Turkey’s central bank has been tightening monetary conditions to support the lira through a range of tools, but has left its main benchmark rate - the one-week repo rate - unchanged at 4.5 percent.
“The recent developments in Syria signal possible military intervention and this is negative for economies like Turkey,” said Fatih Keresteci, a strategist at HSBC Bank in Turkey.
“The Turkish central bank’s hyperactive monetary policy, which aims to reduce the selling pressure, creates a second wave of selling tendency because it creates uncertainties. The lira will remain under pressure unless the central bank switches to an orthodox policy and makes lira relatively attractive again.”

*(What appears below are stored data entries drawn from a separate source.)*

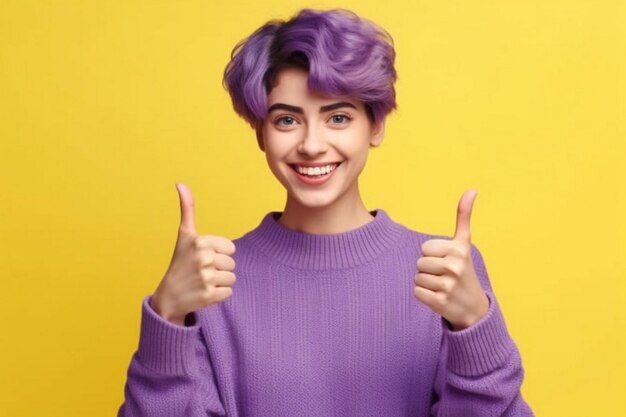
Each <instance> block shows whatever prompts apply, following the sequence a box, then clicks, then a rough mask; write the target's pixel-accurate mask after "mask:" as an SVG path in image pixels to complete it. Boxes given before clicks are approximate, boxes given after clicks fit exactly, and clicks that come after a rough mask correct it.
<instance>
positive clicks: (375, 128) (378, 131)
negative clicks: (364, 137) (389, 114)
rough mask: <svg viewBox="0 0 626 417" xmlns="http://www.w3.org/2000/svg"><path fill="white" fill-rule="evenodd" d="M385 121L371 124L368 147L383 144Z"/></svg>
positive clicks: (382, 119)
mask: <svg viewBox="0 0 626 417" xmlns="http://www.w3.org/2000/svg"><path fill="white" fill-rule="evenodd" d="M385 119H386V118H383V119H382V120H381V121H380V122H378V123H372V137H371V138H370V146H372V147H377V146H380V144H381V143H383V139H384V137H385Z"/></svg>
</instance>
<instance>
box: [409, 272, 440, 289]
mask: <svg viewBox="0 0 626 417" xmlns="http://www.w3.org/2000/svg"><path fill="white" fill-rule="evenodd" d="M415 285H417V286H418V287H422V288H425V289H427V290H430V291H445V286H444V281H443V279H442V278H441V277H439V276H436V275H431V274H426V273H418V274H415Z"/></svg>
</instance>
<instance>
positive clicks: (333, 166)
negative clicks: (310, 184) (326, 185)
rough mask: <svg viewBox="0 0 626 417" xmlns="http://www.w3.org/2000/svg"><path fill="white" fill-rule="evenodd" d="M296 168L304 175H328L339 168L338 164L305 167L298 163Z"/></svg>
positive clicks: (300, 173)
mask: <svg viewBox="0 0 626 417" xmlns="http://www.w3.org/2000/svg"><path fill="white" fill-rule="evenodd" d="M295 167H296V170H297V171H298V172H299V173H300V174H302V175H311V176H313V175H326V174H328V173H330V172H331V171H334V170H335V168H337V164H332V165H324V166H322V167H303V166H300V165H296V166H295Z"/></svg>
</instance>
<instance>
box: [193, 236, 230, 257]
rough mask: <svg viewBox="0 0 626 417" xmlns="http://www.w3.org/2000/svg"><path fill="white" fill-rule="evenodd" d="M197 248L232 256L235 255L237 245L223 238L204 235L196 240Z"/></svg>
mask: <svg viewBox="0 0 626 417" xmlns="http://www.w3.org/2000/svg"><path fill="white" fill-rule="evenodd" d="M196 248H198V249H213V250H214V251H215V252H218V253H223V254H224V255H232V254H234V253H235V244H234V243H233V241H232V240H230V239H227V238H225V237H222V236H213V235H202V236H198V237H197V238H196Z"/></svg>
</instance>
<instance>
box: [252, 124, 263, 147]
mask: <svg viewBox="0 0 626 417" xmlns="http://www.w3.org/2000/svg"><path fill="white" fill-rule="evenodd" d="M254 130H255V131H256V142H257V144H258V145H259V149H260V150H261V151H263V152H265V144H264V143H263V128H262V126H257V127H256V128H255V129H254Z"/></svg>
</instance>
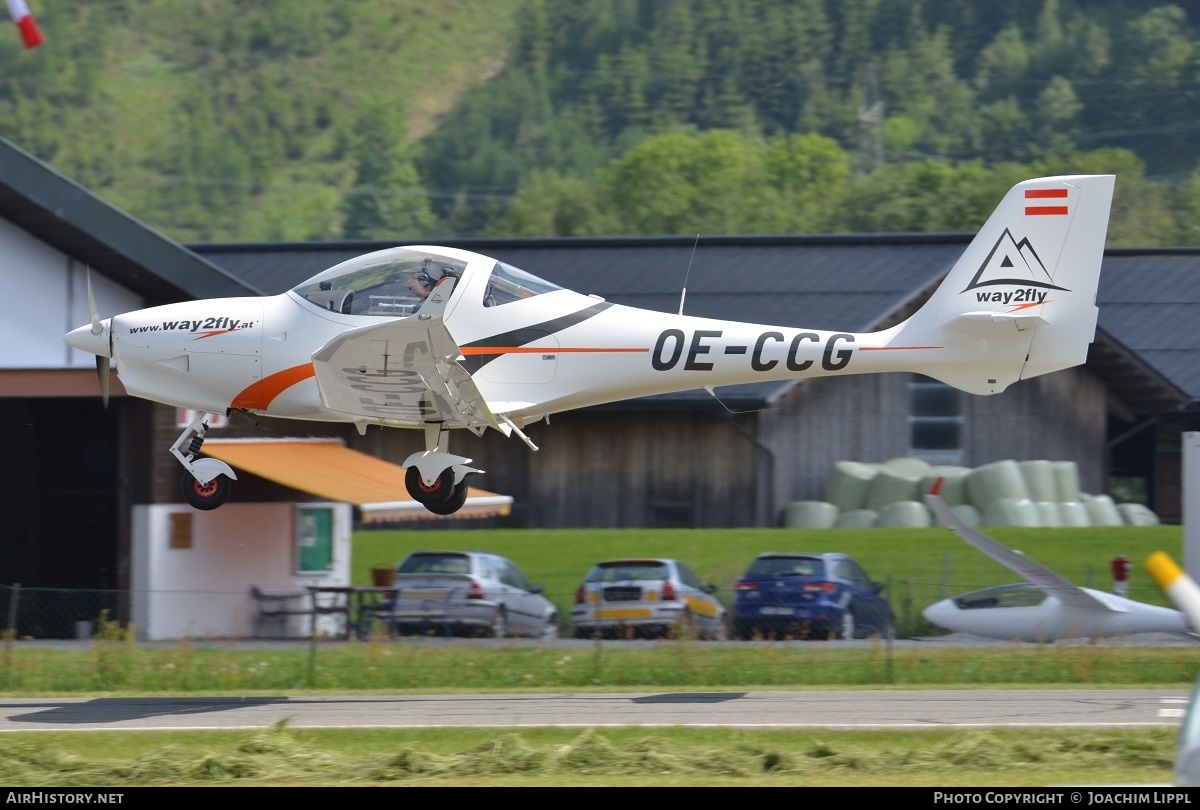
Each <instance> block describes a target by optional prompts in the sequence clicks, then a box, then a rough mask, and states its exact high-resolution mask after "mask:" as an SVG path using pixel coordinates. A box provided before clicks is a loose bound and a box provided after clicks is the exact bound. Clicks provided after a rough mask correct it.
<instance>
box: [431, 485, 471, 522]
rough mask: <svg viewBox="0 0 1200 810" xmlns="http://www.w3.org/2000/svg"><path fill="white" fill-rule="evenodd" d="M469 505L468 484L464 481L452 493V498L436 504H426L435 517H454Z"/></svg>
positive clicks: (452, 490)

The central bank held a forex auction on Monday and sold $350 million, in line with additional monetary tightening steps announced last week. The bank also held its first one-week, fixed-rate repo auction in almost a week, with a volume of 1.5 billion lira ($755 million).
It also said it would launch a forex-selling auction on Tuesday with a minimum volume of $50 million.
Growing expectations that the U.S. Federal Reserve may soon start tapering its stimulus programme has hit appetite for emerging markets, with Turkey’s gaping current account deficit leaving it particularly vulnerable.
The country is dependent on foreign inflows to finance the gap, which is equivalent to around 7.1 percent of Turkey’s economic output.
Raising interest rates makes lira assets more attractive to foreign investors, but could also crimp growth, something Prime Minister Tayyip Erdogan’s government is eager to avoid before local polls next year and a general election in 2015.